Aunt Jenny’s Pasta
No family gathering was complete without a platter of Aunt Jenny's homemade pasta. The most tender noodles one could imagine; practically melting on the tongue. Sometimes she brought lasagna or gnocchi, but if you were really lucky, she whipped up her heavenly cheese ravioli, the likes of which existed nowhere else in the world beyond Aunt Jenny's kitchen. And her sauce was unparalleled - light, almost watery, yet rich with the brightest flavor.
Summer gatherings at her house were beyond dinners, they were more like family reunions (even though most of us saw each other every Sunday anyway). One by one, the cars would start lining Detroit Avenue, we'd make our way up the driveway and enter the house through the side door. The women would carry the desserts or whatever side dishes they were contributing, as the men toted the heavier jugs of wine - pressed and aged in my grandfather's cellar. The kids were either empty handed or did the light lifting with armloads of crusty loaves of bread.
After everything was piled onto the kitchen table, we kids would congregate out back, playing in the gazebo just beyond my Uncle Dan's garden. To this day, when I smell geraniums and marigolds, I think of that garden. They were planted among the vegetables because Aunt Jenny and Uncle Dan believed the smell repelled deer, raccoons, and other unwelcome foragers.
As the ladies tied on aprons and busied themselves preparing the meal, the men helped themselves to ice cold cans of Utica Club and unpacked the bocci balls.
Each Sunday, one "chosen" child was allowed the honor of grating the Parmesan. It was a big deal.

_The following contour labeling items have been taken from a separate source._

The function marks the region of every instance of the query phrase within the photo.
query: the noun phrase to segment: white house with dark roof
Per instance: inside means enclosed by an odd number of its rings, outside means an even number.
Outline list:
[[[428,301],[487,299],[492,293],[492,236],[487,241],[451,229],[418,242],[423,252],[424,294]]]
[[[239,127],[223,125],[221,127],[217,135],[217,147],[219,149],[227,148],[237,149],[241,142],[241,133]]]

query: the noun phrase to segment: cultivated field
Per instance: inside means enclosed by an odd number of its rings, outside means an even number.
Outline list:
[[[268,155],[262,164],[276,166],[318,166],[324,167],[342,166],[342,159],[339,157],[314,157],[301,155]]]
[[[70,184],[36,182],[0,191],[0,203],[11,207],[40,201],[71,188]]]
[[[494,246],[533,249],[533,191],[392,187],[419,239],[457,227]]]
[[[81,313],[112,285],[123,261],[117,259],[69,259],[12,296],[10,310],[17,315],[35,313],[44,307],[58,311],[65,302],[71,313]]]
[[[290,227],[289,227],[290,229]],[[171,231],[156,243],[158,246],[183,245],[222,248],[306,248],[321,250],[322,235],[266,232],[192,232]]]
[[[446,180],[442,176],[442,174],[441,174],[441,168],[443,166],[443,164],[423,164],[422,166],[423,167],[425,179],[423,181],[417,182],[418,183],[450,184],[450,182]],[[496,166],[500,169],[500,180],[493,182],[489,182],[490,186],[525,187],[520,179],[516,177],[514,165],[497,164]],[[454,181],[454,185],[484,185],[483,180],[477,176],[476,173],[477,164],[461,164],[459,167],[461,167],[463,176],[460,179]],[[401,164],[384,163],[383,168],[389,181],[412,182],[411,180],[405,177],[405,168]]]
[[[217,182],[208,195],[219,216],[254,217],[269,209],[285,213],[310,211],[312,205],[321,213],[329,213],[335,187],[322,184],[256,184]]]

When dinner was ready, my brothers and the rest of the older boys were in charge of setting up the wooden folding chairs. Three tables, placed end-to-end ran the length of the room. They were covered with linen cloths, topped with white paper. There was never a "kiddie table." We all ate together, family style.
Aunt Jenny and Uncle Dan were childless, which was one of life's great injustices, and a heartache for them. So they lavished all of us kids with their love and attention and we adored them for it.
Uncle Dan died within months of learning he was ill. His was the first funeral to which I'd ever been. I remember he died in winter because Aunt Jenny was wearing a mink coat when she entered the funeral parlor. Inconsolable, she stumbled up to the coffin and crumpled onto the kneeler, asking, "Why? Why?" She would outlive her husband by over 20 years, never remarrying or even dating.
By the time I was in college, she was diagnosed with cancer. Now a woman, I joined my mother and all the aunts at my Aunt Jenny's bedside as she lay dying. She kept crying out, "Mia morte! Mia Morte!" My death. My death. I could not bear to watch her suffer. After gently stroking her forehead, I kissed her cheek and left, never to see her alive again.
When she died, she took her pasta and sauce recipes with her. The women of the family scoured her kitchen, her notes, her cookbooks and came up empty-handed. At every family gathering afterwards, someone would lament the absence of Aunt Jenny and her delicious dishes. Once, my Uncle Mike's wife remarked that she'd never really cared for Aunt Jenny's pasta and couldn't understand what all the excitement was about. You could have heard a pin drop. We all stared at her. It was like telling the Pope you never really cared for Jesus and didn't know why we made such a fuss on his birthday.
Years later, when my daughter was 12-years-old, she thought it would be fun to take cooking lessons at a culinary day camp during the summer. Each week, from Monday to Thursday, campers would learn to make foods from a particular cuisine. On Fridays, we parents would arrive an hour before pick-up, and the children would prepare and serve us what they learned.
On the Friday of "Italian Week," my daughter (in her little chef's toque and jacket) placed a bowl of pasta in front of me. The sauce was light, almost watery. I took a bite. Its flavor was rich and bright. The pasta was tender; so tender that it nearly melted on my tongue - and although it was delicate, I found it difficult to swallow past the lump in my throat.
My daughter looked at me and ask, "Mommy, why are you crying?"
I smiled through my tears. "Because," I said, "this is Aunt Jenny's pasta."